However, despite this being a constant presence in the world of healthcare research, it often feels like this goes under appreciated. Despite there being many hard working people engaged in trying to help us gain insight from censored data, there appears to be a lack of willingness to engage with this problem. It is all too common to see people attempting to answer questions that should employ survival techniques using inappropriate methods that ignore the censoring or, perhaps even worse, remove anyone that doesn’t have sufficient follow up.
As the pedant I am, I wanted to make something quick to demonstrate why this is a problem and hopefully show people why they should care about this when running any analysis. This is by no means the most intensive guide to survival analysis, but more something to point to should I be asked to ignore this issue when running my own analysis.
Censorship of data can take several different forms, but the most common is called “right censored”. This is when we “know” the start data and continued to observed each subject until they had the event or time ran out. For those that have the event, we can say when the even occurred. However, for those that are censored all we can say is that they were event free for at least \(X\) amount of time.
Data of this sort could look something like this:
Code
tibble(subj = 1:5,
survTime = c(1.2, 1.8, 5, 4, 10),
obsType = c(0, 1, 1, 0, 1)) %>%
mutate(obsLabel = ifelse(obsType, "Censored", "Had event")) %>%
ggplot(aes(survTime, subj, shape = obsLabel)) +
geom_segment(aes(x = 0, xend = survTime, yend = subj)) +
geom_point(size = 4) +
scale_shape_manual(values = c(16, 4)) +
scale_x_continuous("Observation time") +
scale_y_continuous("Subject ID") +
labs(shape = "Observation Type")
In the real world, there are plenty of reasons why someone could be censored; subjects could leave the study, the study could end before observing the event for some subjects, or the subject could experience another event that means they cannot experience the event of interest. The last in this list is referred to as a competing risk and is something to discuss for another time, this point is to simply demonstrate that censorhip has many flavours and should be handled with care.
Making some data
I’m going to use a Weibull distribution as the basis for my synthetic data. This is often used in survival analysis as it has a fully parametric form and can be very useful. There are plenty of others to choose from, but I like this one. You should be able to follow this and simply replace the word “Weibull” with any other distribution that is used in survival analysis.

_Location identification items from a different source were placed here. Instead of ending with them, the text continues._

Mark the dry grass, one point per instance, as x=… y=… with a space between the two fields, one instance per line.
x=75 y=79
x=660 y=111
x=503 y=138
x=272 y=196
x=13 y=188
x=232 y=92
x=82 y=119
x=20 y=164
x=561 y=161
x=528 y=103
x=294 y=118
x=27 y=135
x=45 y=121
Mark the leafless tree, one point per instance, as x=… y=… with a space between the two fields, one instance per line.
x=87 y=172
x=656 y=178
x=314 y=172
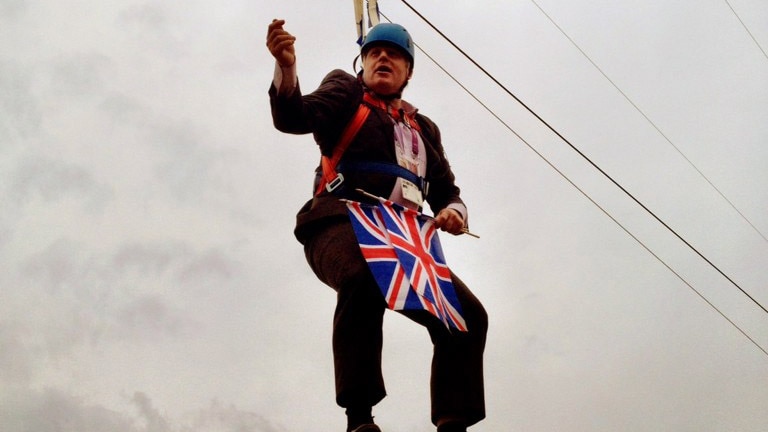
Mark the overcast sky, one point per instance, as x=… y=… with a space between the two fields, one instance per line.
x=151 y=282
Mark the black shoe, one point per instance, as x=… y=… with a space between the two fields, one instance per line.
x=369 y=427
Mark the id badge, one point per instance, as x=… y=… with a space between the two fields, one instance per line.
x=411 y=192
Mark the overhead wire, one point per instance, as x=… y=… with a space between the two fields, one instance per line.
x=652 y=123
x=747 y=29
x=586 y=195
x=588 y=159
x=600 y=170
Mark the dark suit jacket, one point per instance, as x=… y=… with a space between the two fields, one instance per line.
x=325 y=112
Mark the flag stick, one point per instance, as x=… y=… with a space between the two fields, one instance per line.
x=372 y=196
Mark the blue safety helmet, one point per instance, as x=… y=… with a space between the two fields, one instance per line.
x=394 y=34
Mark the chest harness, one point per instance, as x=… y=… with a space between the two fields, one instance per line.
x=333 y=168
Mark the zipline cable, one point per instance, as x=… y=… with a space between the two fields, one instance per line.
x=747 y=29
x=585 y=157
x=631 y=102
x=586 y=195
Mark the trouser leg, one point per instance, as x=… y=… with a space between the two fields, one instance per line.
x=335 y=257
x=457 y=383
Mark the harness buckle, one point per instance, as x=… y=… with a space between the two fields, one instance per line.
x=335 y=183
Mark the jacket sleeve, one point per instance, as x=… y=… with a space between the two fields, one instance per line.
x=320 y=112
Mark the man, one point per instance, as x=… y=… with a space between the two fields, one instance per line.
x=395 y=136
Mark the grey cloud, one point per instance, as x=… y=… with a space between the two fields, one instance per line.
x=11 y=9
x=228 y=418
x=56 y=411
x=79 y=75
x=20 y=114
x=148 y=15
x=53 y=179
x=116 y=297
x=15 y=359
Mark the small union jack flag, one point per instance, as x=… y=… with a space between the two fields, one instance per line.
x=404 y=254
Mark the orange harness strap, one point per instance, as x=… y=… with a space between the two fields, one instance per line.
x=328 y=164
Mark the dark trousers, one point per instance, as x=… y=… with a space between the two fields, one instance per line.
x=457 y=362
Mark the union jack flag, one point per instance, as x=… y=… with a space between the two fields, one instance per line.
x=404 y=254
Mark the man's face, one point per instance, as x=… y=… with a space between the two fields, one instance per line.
x=385 y=69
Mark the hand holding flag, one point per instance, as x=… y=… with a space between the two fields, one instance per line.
x=404 y=254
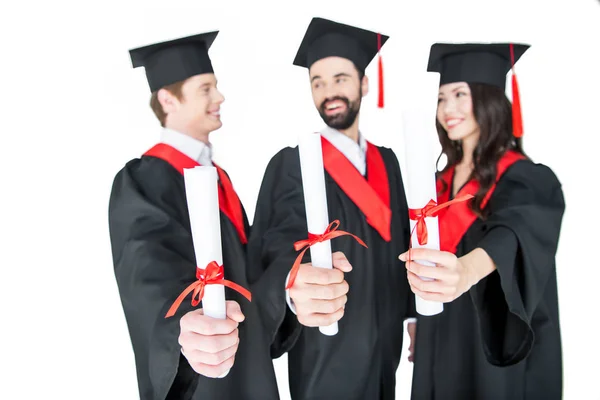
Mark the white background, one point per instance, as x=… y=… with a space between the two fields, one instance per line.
x=74 y=111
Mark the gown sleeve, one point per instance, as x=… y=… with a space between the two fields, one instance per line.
x=521 y=236
x=153 y=263
x=279 y=221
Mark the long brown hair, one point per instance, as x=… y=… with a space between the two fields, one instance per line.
x=493 y=113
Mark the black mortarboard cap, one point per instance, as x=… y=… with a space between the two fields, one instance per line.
x=175 y=60
x=480 y=63
x=473 y=62
x=326 y=38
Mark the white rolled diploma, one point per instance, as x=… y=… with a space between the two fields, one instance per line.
x=315 y=203
x=419 y=129
x=201 y=188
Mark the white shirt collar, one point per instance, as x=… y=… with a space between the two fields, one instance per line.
x=356 y=153
x=193 y=148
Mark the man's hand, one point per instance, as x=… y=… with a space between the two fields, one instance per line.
x=210 y=344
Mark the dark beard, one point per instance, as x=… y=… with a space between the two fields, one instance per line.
x=343 y=120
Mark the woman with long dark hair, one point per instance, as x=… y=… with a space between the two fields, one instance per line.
x=498 y=336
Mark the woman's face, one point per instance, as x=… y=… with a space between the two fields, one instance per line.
x=455 y=111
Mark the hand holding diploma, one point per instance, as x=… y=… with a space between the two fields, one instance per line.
x=209 y=336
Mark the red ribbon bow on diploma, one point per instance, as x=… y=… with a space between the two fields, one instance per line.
x=212 y=275
x=430 y=210
x=330 y=233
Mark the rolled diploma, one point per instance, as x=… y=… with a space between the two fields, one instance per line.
x=201 y=188
x=420 y=166
x=315 y=202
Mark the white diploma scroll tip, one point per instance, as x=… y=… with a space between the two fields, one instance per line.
x=315 y=202
x=419 y=129
x=203 y=204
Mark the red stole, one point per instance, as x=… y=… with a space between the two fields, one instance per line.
x=458 y=218
x=229 y=202
x=371 y=196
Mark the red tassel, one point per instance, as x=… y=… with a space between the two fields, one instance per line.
x=516 y=106
x=380 y=70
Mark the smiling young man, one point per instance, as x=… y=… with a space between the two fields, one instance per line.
x=365 y=192
x=181 y=357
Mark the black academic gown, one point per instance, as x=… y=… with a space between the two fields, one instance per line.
x=501 y=339
x=154 y=262
x=360 y=362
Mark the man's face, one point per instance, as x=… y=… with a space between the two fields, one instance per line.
x=337 y=91
x=198 y=112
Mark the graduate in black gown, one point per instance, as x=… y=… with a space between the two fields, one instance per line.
x=365 y=193
x=182 y=356
x=499 y=334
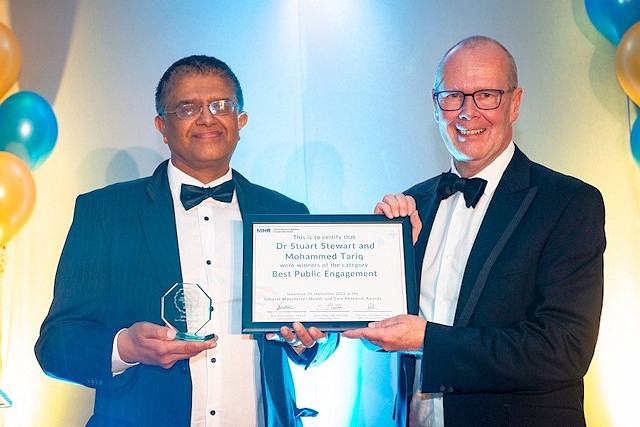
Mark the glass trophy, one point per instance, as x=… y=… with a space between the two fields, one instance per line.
x=187 y=308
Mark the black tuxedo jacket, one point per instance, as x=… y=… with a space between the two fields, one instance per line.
x=528 y=314
x=120 y=257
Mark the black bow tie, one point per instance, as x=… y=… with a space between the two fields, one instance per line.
x=191 y=196
x=471 y=188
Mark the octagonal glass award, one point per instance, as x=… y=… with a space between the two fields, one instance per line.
x=187 y=308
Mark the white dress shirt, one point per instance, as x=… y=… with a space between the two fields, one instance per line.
x=454 y=231
x=226 y=380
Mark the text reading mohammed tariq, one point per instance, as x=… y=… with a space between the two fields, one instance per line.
x=305 y=258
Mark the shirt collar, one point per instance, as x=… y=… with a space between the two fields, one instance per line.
x=177 y=178
x=493 y=172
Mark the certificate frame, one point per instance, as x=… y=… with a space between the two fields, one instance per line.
x=284 y=259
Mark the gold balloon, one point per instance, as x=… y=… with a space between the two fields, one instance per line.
x=10 y=59
x=17 y=195
x=628 y=62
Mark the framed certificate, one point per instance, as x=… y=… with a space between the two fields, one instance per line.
x=335 y=272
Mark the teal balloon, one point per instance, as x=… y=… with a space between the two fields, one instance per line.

The simulated dataset will have two groups that we want to compare to each other, with one group being more likely to experience the event earlier. For now, we’ll imagine that we’re looking at people who have a condition versus those that don’t, and their risk of death. We can get into why not applying a survival analysis here would lead to weird conclusions at some point, but for now, we can just make the data.
# set seed for reproducibility
set.seed(87651)
# setup data
N <- 400
# setup parameters for cases and controls
cont_shape <- 2
cont_scale <- 10
case_shape <- .9
case_scale <- 10So that’s all we need, what we can do now is have a look at what the true distributions look like.
Code
plt_trueSurv <- tibble(survTime = seq(.25, 30, .25)) %>%
mutate(case = dweibull(survTime, case_shape, case_scale),
control = dweibull(survTime, cont_shape, cont_scale)) %>%
gather(case:control,
key = "group",
value = "p") %>%
mutate(group = factor(group, levels = c("control", "case"))) %>%
ggplot(aes(survTime, p, colour = group)) +
geom_path() +
scale_colour_flat()
plt_trueSurv
Looks alright, the controls have a distribution that is more to the right while the cases are to the left. Essentially, cases don’t live as long as controls. So now let’s generate some random data
df_model <- tibble(subj = 1:(N * 2),
group = rep(c("control", "case"), each = N),
trueSurv = c(rweibull(N, cont_shape, cont_scale), rweibull(N, case_shape, case_scale))) %>%
mutate(group = factor(group, levels = c("control", "case")))Now we can overlay this onto our true distribution and see what that looks like:
Code
plt_trueSurv_withHist <- plt_trueSurv +
geom_histogram(data = df_model,
aes(x = trueSurv,
y = after_stat(density),
fill = group),
binwidth = 1,
alpha = .3,
position = "dodge",
inherit.aes = F) +
scale_fill_flat()
plt_trueSurv_withHist
Looks good enough for our purposes. However, we haven’t exactly added in any censoring just now. So let’s do that, the censoring we’ll add in is called “right-censoring” as we won’t know when the event happened if it happened after the time we were observing for. This is the most common type, and is also the type that has the most work on as far as I can see. So we’ll keep it simple and grounded and just do right censoring.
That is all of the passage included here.